# Gabriel's question at Yahoo! Answers regarding polynomial division and remainders

Staff member

#### MarkFL

Staff member
Hello Gabriel,

We are told:

$$\displaystyle \frac{f(x)}{x^2+x+1}=Q_1(x)+(x+5)$$

$$\displaystyle \frac{f(x)}{(x+1)^2}=Q_2(x)+(x-1)$$

If we multiply the second equation by $x+1$, we have:

$$\displaystyle \frac{f(x)}{x+1}=Q_2(x)(x+1)+(x^2-1)$$

Now, adding the two equation, we find:

$$\displaystyle f(x)\left(\frac{x^2+2x+2}{(x+1)(x^2+x+1)} \right)=Q_1(x)+Q_2(x)(x+1)+(x^2+x+4)$$

Dividing through by $x^2+2x+2$ and then defining $$\displaystyle Q_3(x)\equiv\frac{Q_1(x)+Q_2(x)(x+1)}{x^2+2x+2}$$, we obtain:

$$\displaystyle \frac{f(x)}{(x+1)(x^2+x+1)}=Q_3(x)+\frac{x^2+x+4}{x^2+2x+2}$$

To Gabriel and any other visitors viewing this topic, I invite and encourage you to register and post any other algebra questions in our Pre-Algebra and Algebra forum.

Best Regards,

Mark.

#### gabriel

##### New member
Thank you for the help~

However, the first two lines should be...
$\frac{f(x)}{x^2+x+1}=Q_1(x)+\frac{x+5}{x^2+x+1}\\ \frac{f(x)}{(x+1)^2}=Q_2(x)+\frac{x-1}{(x+1)^2}$

and the given answer is $-6x^2-5x-1$

#### anemone

##### MHB POTW Director
Staff member
We are told:

$$\displaystyle f(x)=Q_1(x)(x^2+x+1)+(x+5)$$ (*)

$$\displaystyle f(x)=Q_2(x)(x+1)^2+(x-1)$$ (**)

We are then asked to find the expression for $$\displaystyle ax^2+bx+c$$ in

$$\displaystyle f(x)=Q_3(x)(x^2+x+1)(x+1)+(ax^2+bx+c)$$ (***)

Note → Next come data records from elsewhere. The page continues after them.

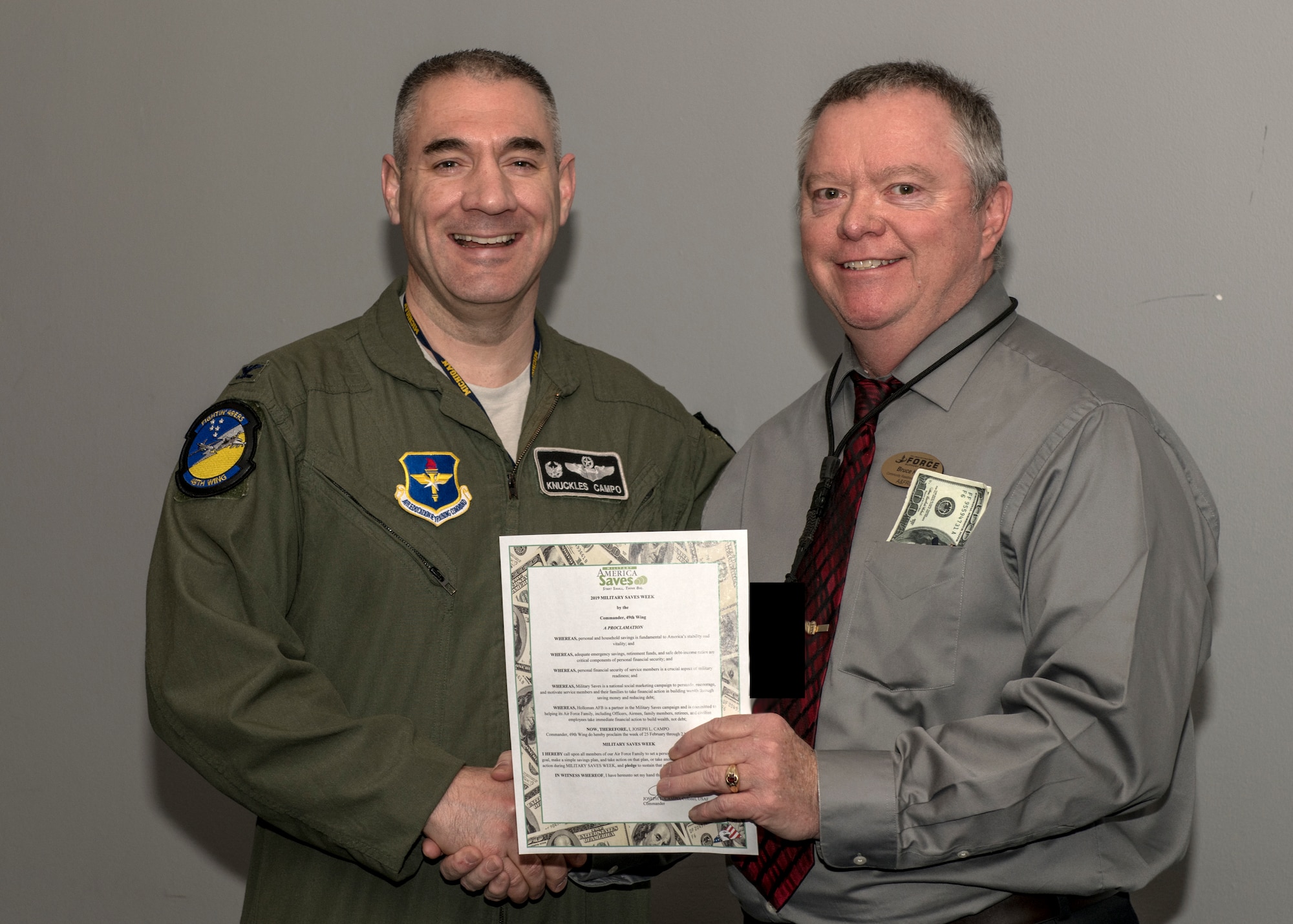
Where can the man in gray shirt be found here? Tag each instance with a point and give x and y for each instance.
(998, 725)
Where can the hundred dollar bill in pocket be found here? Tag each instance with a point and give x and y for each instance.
(941, 510)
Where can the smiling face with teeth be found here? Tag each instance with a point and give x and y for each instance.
(479, 201)
(888, 231)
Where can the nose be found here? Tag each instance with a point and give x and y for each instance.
(862, 218)
(489, 189)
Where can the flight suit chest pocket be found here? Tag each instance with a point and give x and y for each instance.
(901, 616)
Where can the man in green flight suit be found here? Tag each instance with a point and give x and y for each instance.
(325, 637)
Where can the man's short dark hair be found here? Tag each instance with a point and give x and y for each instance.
(480, 64)
(978, 129)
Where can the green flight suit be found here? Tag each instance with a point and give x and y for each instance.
(303, 654)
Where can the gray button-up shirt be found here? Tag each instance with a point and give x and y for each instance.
(1012, 714)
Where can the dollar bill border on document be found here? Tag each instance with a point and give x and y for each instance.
(523, 553)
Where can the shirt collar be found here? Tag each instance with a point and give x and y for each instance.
(943, 385)
(392, 346)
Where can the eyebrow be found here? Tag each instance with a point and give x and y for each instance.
(906, 170)
(519, 143)
(914, 170)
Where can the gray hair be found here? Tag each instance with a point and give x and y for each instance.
(978, 133)
(480, 64)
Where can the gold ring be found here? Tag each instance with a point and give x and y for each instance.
(732, 778)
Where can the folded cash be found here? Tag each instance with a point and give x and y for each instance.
(941, 510)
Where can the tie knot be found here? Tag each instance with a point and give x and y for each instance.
(870, 392)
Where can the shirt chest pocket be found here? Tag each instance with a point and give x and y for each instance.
(901, 616)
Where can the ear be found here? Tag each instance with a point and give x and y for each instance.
(996, 214)
(391, 187)
(566, 184)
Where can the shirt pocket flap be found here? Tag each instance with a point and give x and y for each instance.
(901, 616)
(904, 568)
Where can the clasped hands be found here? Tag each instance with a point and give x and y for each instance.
(474, 828)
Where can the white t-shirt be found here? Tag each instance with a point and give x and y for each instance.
(505, 405)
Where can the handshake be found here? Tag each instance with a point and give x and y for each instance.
(474, 830)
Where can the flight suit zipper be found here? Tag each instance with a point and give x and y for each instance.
(517, 467)
(436, 574)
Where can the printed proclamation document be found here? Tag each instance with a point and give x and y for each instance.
(617, 643)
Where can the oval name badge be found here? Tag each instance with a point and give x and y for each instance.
(901, 469)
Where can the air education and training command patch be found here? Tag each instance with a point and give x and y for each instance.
(431, 488)
(218, 449)
(581, 473)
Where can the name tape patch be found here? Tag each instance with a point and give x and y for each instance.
(581, 473)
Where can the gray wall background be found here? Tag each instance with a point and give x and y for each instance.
(187, 186)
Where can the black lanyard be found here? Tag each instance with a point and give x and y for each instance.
(831, 465)
(453, 373)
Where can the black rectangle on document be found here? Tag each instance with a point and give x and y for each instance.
(776, 639)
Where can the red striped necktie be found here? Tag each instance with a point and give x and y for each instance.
(782, 865)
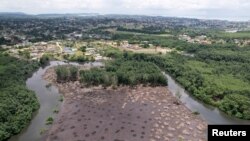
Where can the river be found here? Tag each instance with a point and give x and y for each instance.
(49, 99)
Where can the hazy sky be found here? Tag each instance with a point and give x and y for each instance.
(218, 9)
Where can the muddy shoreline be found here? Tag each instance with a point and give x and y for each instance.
(138, 114)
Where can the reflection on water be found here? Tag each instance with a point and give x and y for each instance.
(210, 114)
(49, 99)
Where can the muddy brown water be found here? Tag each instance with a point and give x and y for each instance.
(49, 100)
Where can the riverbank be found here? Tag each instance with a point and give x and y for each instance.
(141, 113)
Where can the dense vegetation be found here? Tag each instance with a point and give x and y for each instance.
(17, 103)
(118, 72)
(121, 72)
(212, 80)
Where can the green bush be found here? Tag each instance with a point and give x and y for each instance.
(121, 72)
(17, 103)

First, we can use the fact that $$\displaystyle f(-1)=-1-1=-2$$ to the equation (***) and obtain:

$$\displaystyle f(-1)=-2=a-b+c$$ or simply $$\displaystyle a-b+c=-2$$

But we know that we can rewrite the equation (***) so that it takes the form in (**) in the following manner:

$$\displaystyle f(x)=Q_3(x)(x^2+x+1)(x+1)+a(x^2+x+1)-ax-a+bx+c$$

$$\displaystyle f(x)=(Q_3(x)(x+1)a)(x^2+x+1)+(b-a)x+c-a$$

It is obvious that we now have $$\displaystyle b-a=1$$ and $$\displaystyle c-a=5$$.

Solving $$\displaystyle a-b+c=-2$$, $$\displaystyle b-a=1$$ and $$\displaystyle c-a=5$$ for the values of a, b and c and we get

$$\displaystyle a=-6$$, $$\displaystyle b=-5$$ and $$\displaystyle c=-1$$.

#### MarkFL

Staff member
Yeah, I got in a hurry and botched that one big time. Thank you anemone!

#### gabriel

##### New member
.....

$$\displaystyle f(x)=Q_3(x)(x^2+x+1)(x+1)+a(x^2+x+1)-ax-a+bx+c$$

$$\displaystyle f(x)=(Q_3(x)(x+1)a)(x^2+x+1)+(b-a)x+c-a$$

It is obvious that

......
I think the highlighted line should be
$f(x)=(x^2+x+1)((Q_3(x))(x+1)+a)+(b-a)x+c-a$

Thank you anemone for solving the problem!!! and thank you Mark for the help as well

#### anemone

##### MHB POTW Director
Staff member
I think the highlighted line should be
$f(x)=(x^2+x+1)((Q_3(x))(x+1)+a)+(b-a)x+c-a$
Ops... I was too in a hurry and yes,
$$\displaystyle f(x)=(Q_3(x)(x+1)a)(x^2+x+1)+(b-a)x+c-a$$ should be read as
$$\displaystyle f(x)=[(Q_3(x)(x+1))+a](x^2+x+1)+(b-a)x+c-a$$ instead. Thanks for fixing it for me and glad to help out!